Google Kubernetes Engine (GKE) DRANET is a managed GKE feature that builds upon the open-source DRANET project, which implements the Kubernetes DRA API for networking resources. DRANET lets you request and allocate high-performance networking resources for your Pods, including network interfaces that support Remote Direct Memory Access (RDMA). This approach provides a portable, upstream-aligned API for network resource management.
This document provides a conceptual overview of GKE DRANET and shows you how to allocate network resources to workloads in your GKE clusters.

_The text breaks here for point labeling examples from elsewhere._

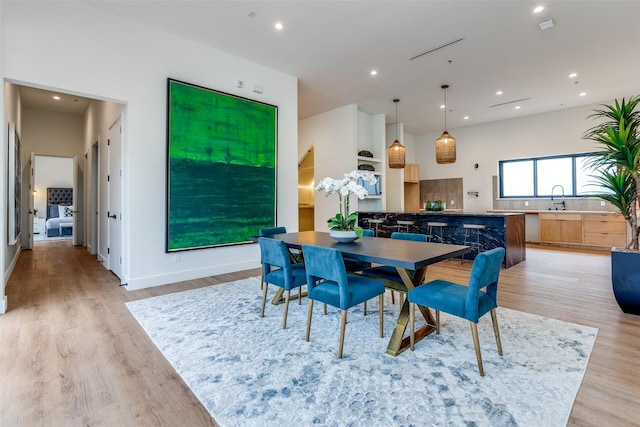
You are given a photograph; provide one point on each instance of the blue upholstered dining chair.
(268, 232)
(389, 273)
(469, 302)
(329, 282)
(278, 270)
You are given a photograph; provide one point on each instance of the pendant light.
(446, 144)
(396, 150)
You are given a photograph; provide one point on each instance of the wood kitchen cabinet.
(560, 228)
(601, 230)
(604, 230)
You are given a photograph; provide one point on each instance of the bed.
(59, 212)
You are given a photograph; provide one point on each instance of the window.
(539, 176)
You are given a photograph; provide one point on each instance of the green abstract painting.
(221, 167)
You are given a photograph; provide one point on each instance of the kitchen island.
(506, 230)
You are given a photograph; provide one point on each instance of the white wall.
(75, 47)
(334, 137)
(558, 132)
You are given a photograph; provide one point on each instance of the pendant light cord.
(445, 108)
(396, 102)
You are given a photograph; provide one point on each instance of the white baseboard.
(150, 281)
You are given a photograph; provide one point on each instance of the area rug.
(248, 371)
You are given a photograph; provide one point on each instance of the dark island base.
(506, 230)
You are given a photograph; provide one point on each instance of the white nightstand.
(38, 225)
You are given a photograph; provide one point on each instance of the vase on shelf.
(344, 236)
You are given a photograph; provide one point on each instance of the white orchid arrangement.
(345, 187)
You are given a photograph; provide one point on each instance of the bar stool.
(377, 222)
(436, 229)
(403, 223)
(472, 234)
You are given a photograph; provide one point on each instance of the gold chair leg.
(286, 308)
(343, 325)
(309, 313)
(476, 343)
(496, 331)
(412, 323)
(264, 298)
(381, 302)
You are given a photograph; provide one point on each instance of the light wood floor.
(71, 354)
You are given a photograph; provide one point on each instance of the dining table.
(410, 258)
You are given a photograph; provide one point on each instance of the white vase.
(344, 236)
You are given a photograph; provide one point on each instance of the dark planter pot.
(625, 277)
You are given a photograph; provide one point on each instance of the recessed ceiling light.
(545, 25)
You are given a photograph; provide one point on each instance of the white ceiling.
(331, 46)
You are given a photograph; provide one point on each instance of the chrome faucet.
(558, 203)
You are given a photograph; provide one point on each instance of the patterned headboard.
(59, 196)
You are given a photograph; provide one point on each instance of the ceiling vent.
(509, 102)
(436, 48)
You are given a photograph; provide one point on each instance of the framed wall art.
(221, 167)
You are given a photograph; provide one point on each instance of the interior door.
(114, 190)
(77, 203)
(31, 195)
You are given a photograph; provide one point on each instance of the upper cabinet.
(371, 138)
(411, 187)
(412, 173)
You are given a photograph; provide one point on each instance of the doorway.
(57, 124)
(306, 192)
(54, 172)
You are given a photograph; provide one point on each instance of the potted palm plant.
(618, 162)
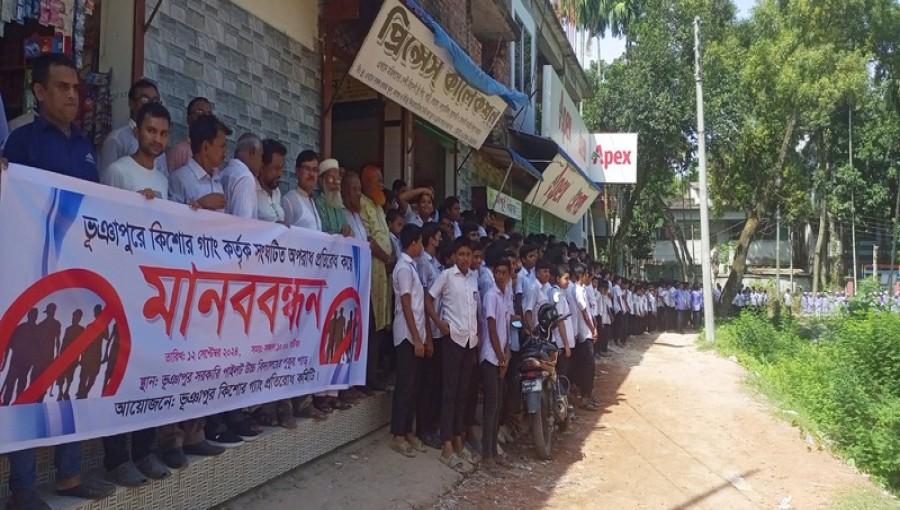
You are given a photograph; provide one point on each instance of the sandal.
(310, 411)
(263, 417)
(455, 463)
(469, 456)
(403, 449)
(417, 444)
(339, 404)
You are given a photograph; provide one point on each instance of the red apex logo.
(611, 157)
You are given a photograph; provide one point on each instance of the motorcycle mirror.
(555, 297)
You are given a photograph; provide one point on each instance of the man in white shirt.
(179, 154)
(122, 142)
(411, 336)
(351, 192)
(299, 207)
(268, 194)
(198, 183)
(136, 172)
(494, 356)
(457, 290)
(239, 177)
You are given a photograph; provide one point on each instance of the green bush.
(843, 380)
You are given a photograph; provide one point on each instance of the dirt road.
(678, 430)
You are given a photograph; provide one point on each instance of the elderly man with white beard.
(328, 200)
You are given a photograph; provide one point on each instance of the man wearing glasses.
(298, 204)
(121, 142)
(180, 153)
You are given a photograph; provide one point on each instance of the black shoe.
(224, 439)
(175, 458)
(26, 500)
(90, 488)
(203, 449)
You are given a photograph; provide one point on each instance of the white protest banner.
(400, 60)
(565, 192)
(561, 120)
(123, 313)
(614, 158)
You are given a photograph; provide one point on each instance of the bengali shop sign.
(614, 158)
(400, 60)
(561, 120)
(564, 191)
(122, 313)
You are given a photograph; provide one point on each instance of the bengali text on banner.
(122, 313)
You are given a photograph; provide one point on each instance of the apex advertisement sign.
(564, 192)
(613, 158)
(561, 121)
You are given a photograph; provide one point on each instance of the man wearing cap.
(328, 200)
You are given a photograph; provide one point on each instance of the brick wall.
(258, 78)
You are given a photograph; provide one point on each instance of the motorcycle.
(544, 392)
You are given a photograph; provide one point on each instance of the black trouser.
(428, 408)
(511, 402)
(583, 375)
(374, 351)
(457, 363)
(604, 332)
(409, 375)
(619, 327)
(115, 448)
(681, 317)
(490, 419)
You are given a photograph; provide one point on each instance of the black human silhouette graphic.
(112, 354)
(64, 381)
(90, 359)
(20, 356)
(47, 343)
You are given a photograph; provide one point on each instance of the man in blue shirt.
(51, 142)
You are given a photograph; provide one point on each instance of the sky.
(612, 47)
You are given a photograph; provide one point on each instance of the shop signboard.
(613, 158)
(564, 192)
(400, 60)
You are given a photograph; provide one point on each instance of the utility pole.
(778, 235)
(708, 303)
(853, 210)
(893, 277)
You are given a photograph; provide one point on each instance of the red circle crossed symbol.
(347, 340)
(113, 310)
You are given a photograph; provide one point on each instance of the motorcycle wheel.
(542, 428)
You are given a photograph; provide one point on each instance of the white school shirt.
(578, 303)
(300, 210)
(429, 269)
(496, 306)
(191, 182)
(460, 302)
(357, 227)
(605, 310)
(563, 309)
(616, 292)
(405, 280)
(121, 142)
(240, 190)
(128, 174)
(268, 207)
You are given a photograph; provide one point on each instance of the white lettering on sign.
(614, 158)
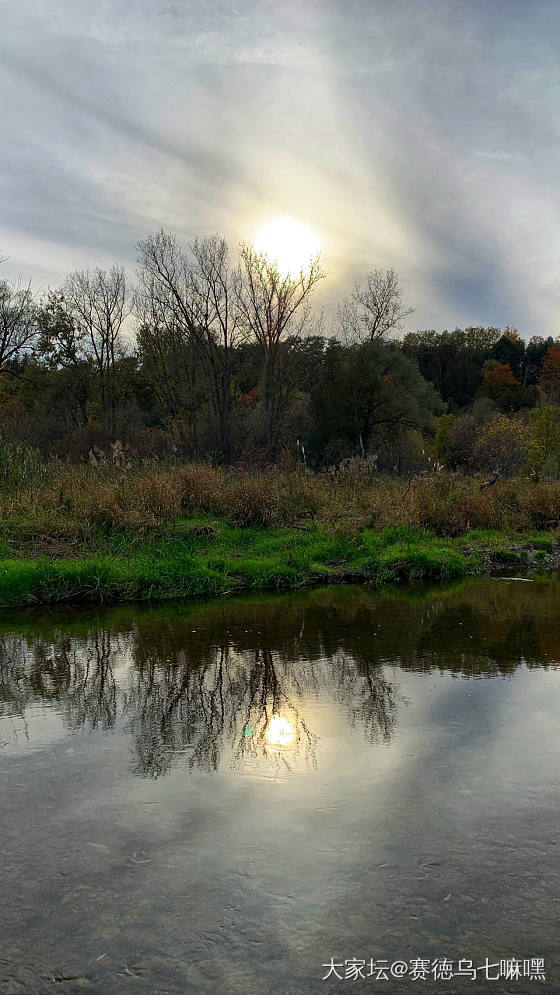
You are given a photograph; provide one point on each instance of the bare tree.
(375, 309)
(18, 326)
(192, 292)
(272, 306)
(97, 304)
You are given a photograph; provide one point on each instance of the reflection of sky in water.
(229, 822)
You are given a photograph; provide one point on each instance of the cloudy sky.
(418, 134)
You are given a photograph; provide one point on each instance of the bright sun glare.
(288, 243)
(280, 733)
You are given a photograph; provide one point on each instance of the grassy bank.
(117, 533)
(196, 558)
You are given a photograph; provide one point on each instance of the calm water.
(223, 798)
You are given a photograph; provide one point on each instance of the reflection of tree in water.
(76, 676)
(236, 683)
(193, 700)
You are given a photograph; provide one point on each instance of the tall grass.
(54, 508)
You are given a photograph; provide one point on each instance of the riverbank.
(202, 556)
(118, 531)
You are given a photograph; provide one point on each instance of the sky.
(422, 135)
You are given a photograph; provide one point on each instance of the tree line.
(209, 358)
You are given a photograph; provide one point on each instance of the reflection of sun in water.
(279, 733)
(288, 243)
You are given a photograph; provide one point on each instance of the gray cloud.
(419, 136)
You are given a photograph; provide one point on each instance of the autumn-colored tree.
(545, 436)
(503, 387)
(550, 374)
(503, 445)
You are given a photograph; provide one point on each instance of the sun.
(288, 243)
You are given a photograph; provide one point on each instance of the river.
(249, 795)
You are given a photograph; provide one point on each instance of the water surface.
(223, 798)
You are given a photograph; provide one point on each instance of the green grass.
(197, 556)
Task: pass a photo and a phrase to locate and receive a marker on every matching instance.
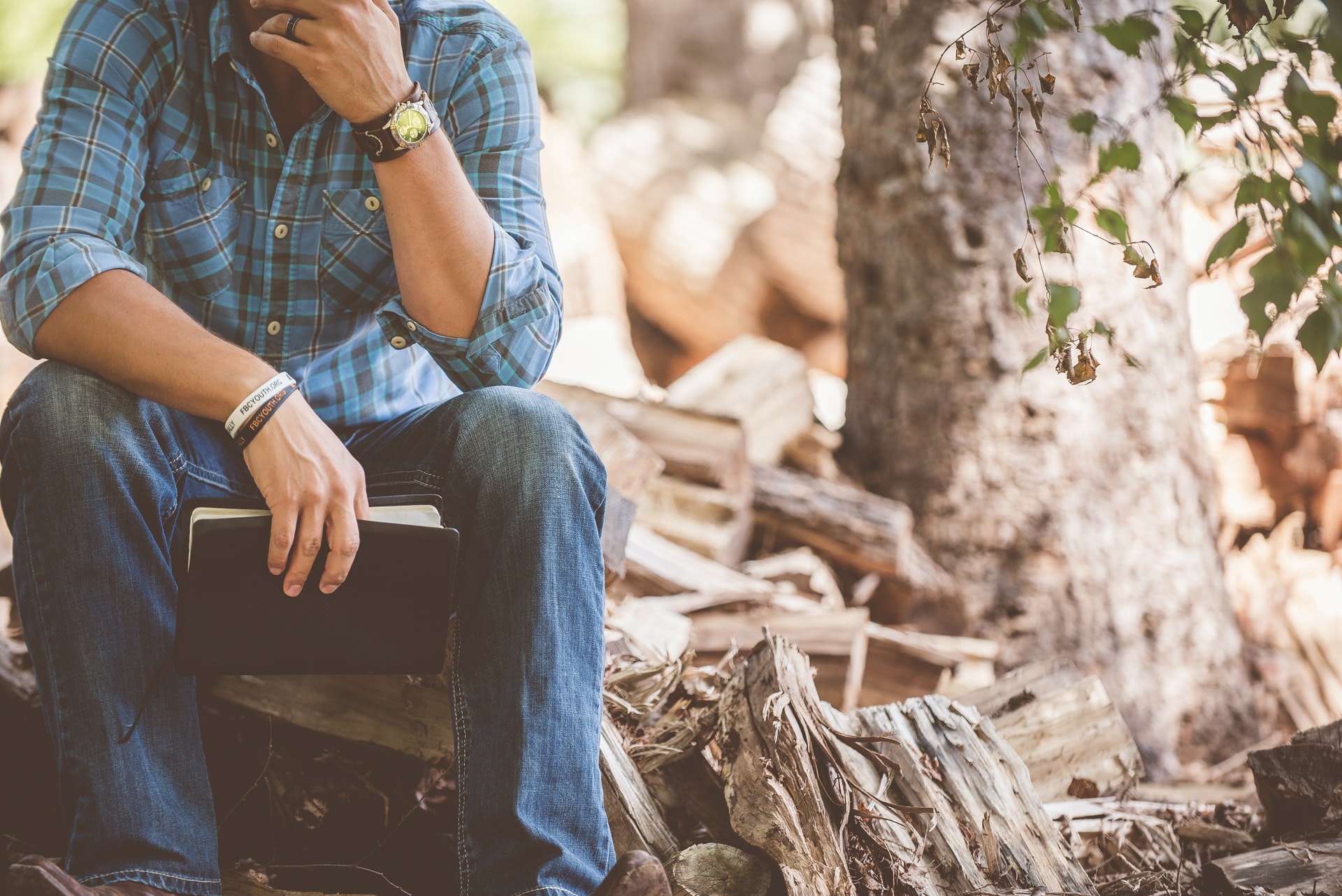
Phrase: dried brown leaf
(1020, 266)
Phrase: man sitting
(336, 201)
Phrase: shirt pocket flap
(191, 227)
(356, 271)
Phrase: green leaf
(1229, 243)
(1321, 334)
(1063, 301)
(1191, 19)
(1306, 103)
(1113, 223)
(1083, 122)
(1246, 80)
(1120, 154)
(1276, 280)
(1129, 34)
(1183, 112)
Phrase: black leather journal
(389, 617)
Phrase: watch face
(411, 125)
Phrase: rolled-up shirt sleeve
(494, 118)
(78, 198)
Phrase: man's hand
(348, 50)
(312, 484)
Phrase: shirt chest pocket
(354, 271)
(191, 227)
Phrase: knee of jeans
(526, 438)
(65, 410)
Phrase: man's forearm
(442, 236)
(128, 331)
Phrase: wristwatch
(408, 125)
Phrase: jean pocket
(191, 227)
(356, 271)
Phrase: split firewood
(698, 447)
(659, 566)
(1301, 783)
(679, 217)
(907, 664)
(719, 869)
(709, 521)
(835, 643)
(1065, 728)
(802, 569)
(990, 827)
(635, 820)
(757, 382)
(792, 789)
(849, 526)
(1286, 868)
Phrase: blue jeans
(92, 482)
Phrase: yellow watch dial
(411, 125)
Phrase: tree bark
(1075, 521)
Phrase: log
(791, 790)
(909, 664)
(630, 464)
(713, 522)
(635, 820)
(757, 382)
(396, 713)
(697, 447)
(1063, 726)
(679, 216)
(955, 761)
(837, 644)
(1287, 869)
(847, 525)
(719, 869)
(1301, 783)
(661, 566)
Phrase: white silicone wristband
(243, 411)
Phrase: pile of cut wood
(763, 731)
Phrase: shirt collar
(220, 30)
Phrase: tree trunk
(1076, 521)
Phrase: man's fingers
(309, 8)
(281, 48)
(342, 538)
(306, 544)
(282, 523)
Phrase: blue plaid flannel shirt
(154, 153)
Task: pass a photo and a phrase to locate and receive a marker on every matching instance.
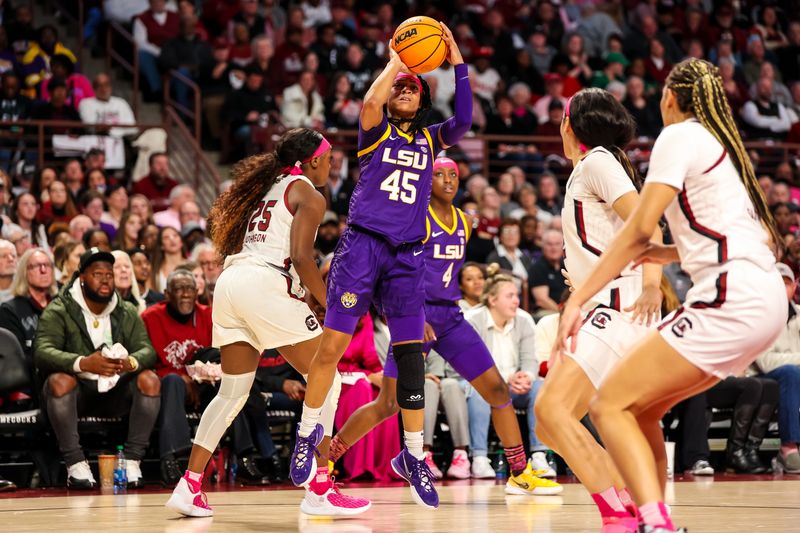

This document is intended for Cloud architects and Networking specialists who design networks for their organizations. For an overview of all GKE documentation, see Explore GKE documentation. To learn about common roles and tasks referenced in Google Cloud content, see Common GKE user roles and tasks.
Before reading this document, ensure that you are familiar with the following:
- Dynamic Resource Allocation
- About dynamic resource allocation in GKE
- Kubernetes concepts
- GKE networking
- GKE Networking fundamentals
How GKE managed DRANET works
GKE managed DRANET is implemented through a networking-dra-driver
DaemonSet. This DaemonSet runs on nodes with GPUs or TPUs that have
GKE DRANET enabled. It functions as a node-level agent to make
network interfaces discoverable and allocatable to Pods through the Kubernetes Dynamic Resource Allocation (DRA) APIs.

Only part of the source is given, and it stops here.